Cascade of kinetic energy and scalar variance in DC electrokinetic turbulence

Turbulent flow can be generated by DC electrokinetic (EK) force based on the electric conductivity and permittivity variations in fluids, as have been demonstrated by Varshney et al (2016), where a -1.4 slope of velocity power spectrum is observed. Here, we theoretically found the scaling exponents of velocity and scalar structures in the electric-body-force (EBF) dominant subregion of DC EK turbulence were 2/5 (equivalent to the -7/5 slope of velocity power spectrum) and 4/5 respectively.

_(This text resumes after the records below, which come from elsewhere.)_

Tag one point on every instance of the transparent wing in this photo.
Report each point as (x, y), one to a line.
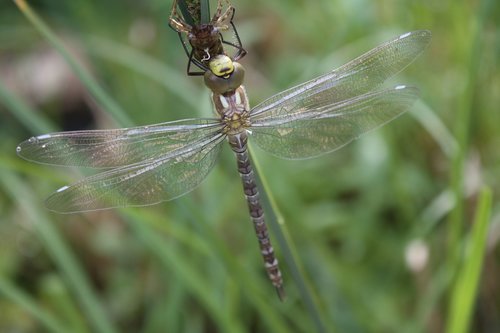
(117, 147)
(357, 77)
(331, 125)
(149, 182)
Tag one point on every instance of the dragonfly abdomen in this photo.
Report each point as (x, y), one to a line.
(238, 144)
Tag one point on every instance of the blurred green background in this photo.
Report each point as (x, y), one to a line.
(392, 232)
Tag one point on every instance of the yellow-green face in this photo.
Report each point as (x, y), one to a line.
(221, 66)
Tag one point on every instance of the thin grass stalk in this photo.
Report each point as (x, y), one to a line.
(277, 225)
(466, 287)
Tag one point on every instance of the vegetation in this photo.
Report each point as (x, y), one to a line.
(398, 232)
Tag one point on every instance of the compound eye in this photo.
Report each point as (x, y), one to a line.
(222, 66)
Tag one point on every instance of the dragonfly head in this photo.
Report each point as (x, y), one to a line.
(222, 66)
(225, 75)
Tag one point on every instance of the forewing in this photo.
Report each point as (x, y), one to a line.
(145, 183)
(357, 77)
(330, 126)
(117, 147)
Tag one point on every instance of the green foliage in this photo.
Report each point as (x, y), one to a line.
(391, 233)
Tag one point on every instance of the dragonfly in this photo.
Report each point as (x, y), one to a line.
(203, 39)
(150, 164)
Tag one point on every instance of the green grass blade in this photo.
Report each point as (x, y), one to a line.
(23, 112)
(466, 286)
(171, 259)
(142, 63)
(102, 98)
(59, 251)
(20, 298)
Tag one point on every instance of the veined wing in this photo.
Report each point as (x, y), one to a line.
(163, 178)
(116, 147)
(331, 125)
(357, 77)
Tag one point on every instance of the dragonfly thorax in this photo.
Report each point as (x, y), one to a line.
(233, 110)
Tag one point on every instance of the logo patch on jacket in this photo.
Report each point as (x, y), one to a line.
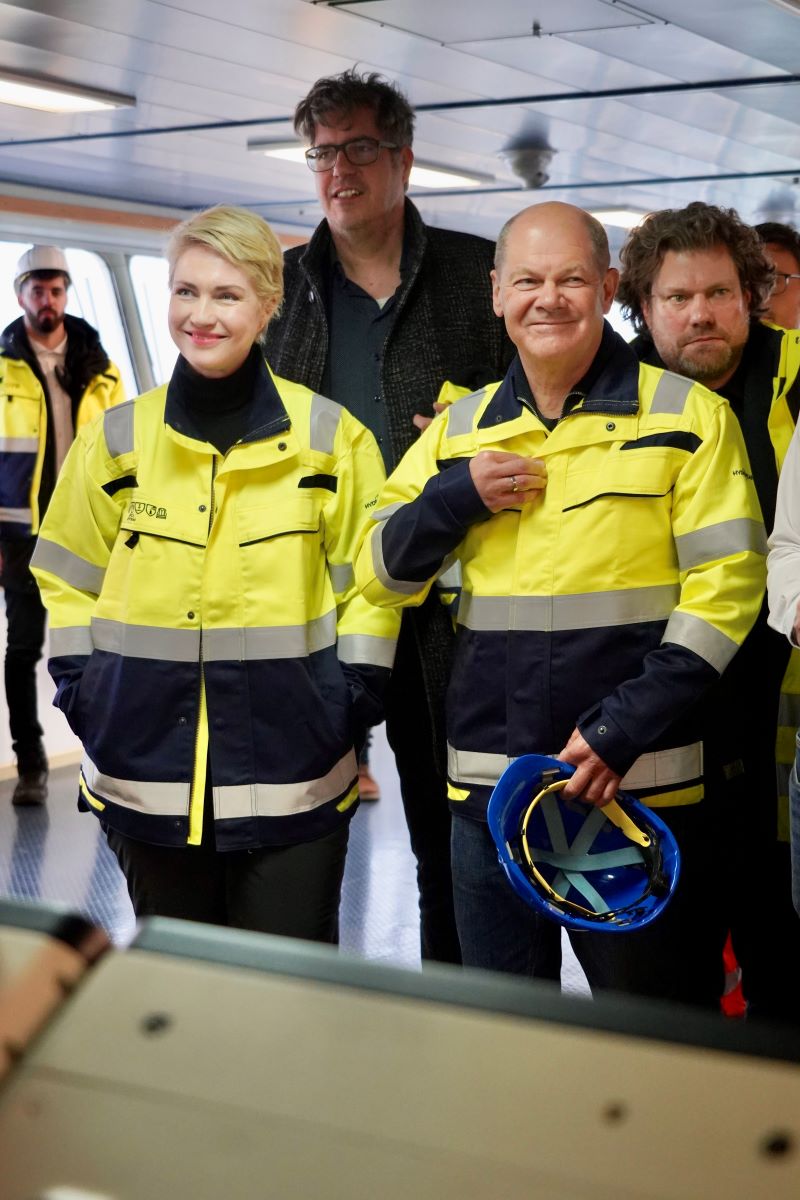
(136, 508)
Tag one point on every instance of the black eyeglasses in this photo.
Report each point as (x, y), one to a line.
(782, 282)
(358, 151)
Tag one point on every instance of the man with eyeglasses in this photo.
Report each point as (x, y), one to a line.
(695, 283)
(782, 247)
(379, 311)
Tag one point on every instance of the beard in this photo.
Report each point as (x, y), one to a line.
(46, 321)
(704, 365)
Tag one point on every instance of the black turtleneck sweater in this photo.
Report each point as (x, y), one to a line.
(215, 411)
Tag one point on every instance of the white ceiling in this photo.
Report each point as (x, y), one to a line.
(202, 61)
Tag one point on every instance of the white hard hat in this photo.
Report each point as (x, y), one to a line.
(41, 258)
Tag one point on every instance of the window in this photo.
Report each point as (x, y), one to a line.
(149, 276)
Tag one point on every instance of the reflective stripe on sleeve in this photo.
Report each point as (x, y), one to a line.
(324, 423)
(590, 610)
(404, 587)
(244, 801)
(71, 640)
(71, 568)
(695, 634)
(118, 429)
(660, 768)
(341, 576)
(671, 395)
(17, 516)
(720, 540)
(366, 649)
(461, 414)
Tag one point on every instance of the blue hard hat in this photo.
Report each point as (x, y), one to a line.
(603, 869)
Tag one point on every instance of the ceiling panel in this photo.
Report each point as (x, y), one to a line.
(191, 61)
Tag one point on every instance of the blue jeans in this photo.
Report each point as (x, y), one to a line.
(497, 929)
(794, 823)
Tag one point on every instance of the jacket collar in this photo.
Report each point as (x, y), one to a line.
(268, 412)
(609, 385)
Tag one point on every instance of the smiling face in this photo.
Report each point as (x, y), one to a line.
(43, 303)
(215, 313)
(698, 315)
(551, 291)
(356, 198)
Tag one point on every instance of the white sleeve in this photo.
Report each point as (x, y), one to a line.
(783, 561)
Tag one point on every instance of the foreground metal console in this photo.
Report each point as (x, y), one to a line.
(208, 1063)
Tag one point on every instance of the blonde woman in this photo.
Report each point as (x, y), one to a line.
(206, 640)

The theory perfectly explains the experimental results of Varshney et al. (2016). Based on K\'{a}rm\'{a}n-Howarth equation with forcing terms, the energy cascade process of DC EK turbulence was also investigated. Depending on the electric Rayleigh number (Ra$_{\mathrm{e}})$, two different energy cascade processes may happen. When Ra$_{\mathrm{e}}$ is small, the kinetic energy cascades along inertial subregion and EBF dominant subregion in sequence, before it is dissipated by fluid viscosity. When Ra$_{\mathrm{e}}$ is sufficiently large, the inertial subregion may be absent with EBF dominant subregion left. This investigation is very important on understand EK turbulence, which could be widely existed in nature and applied in engineerings.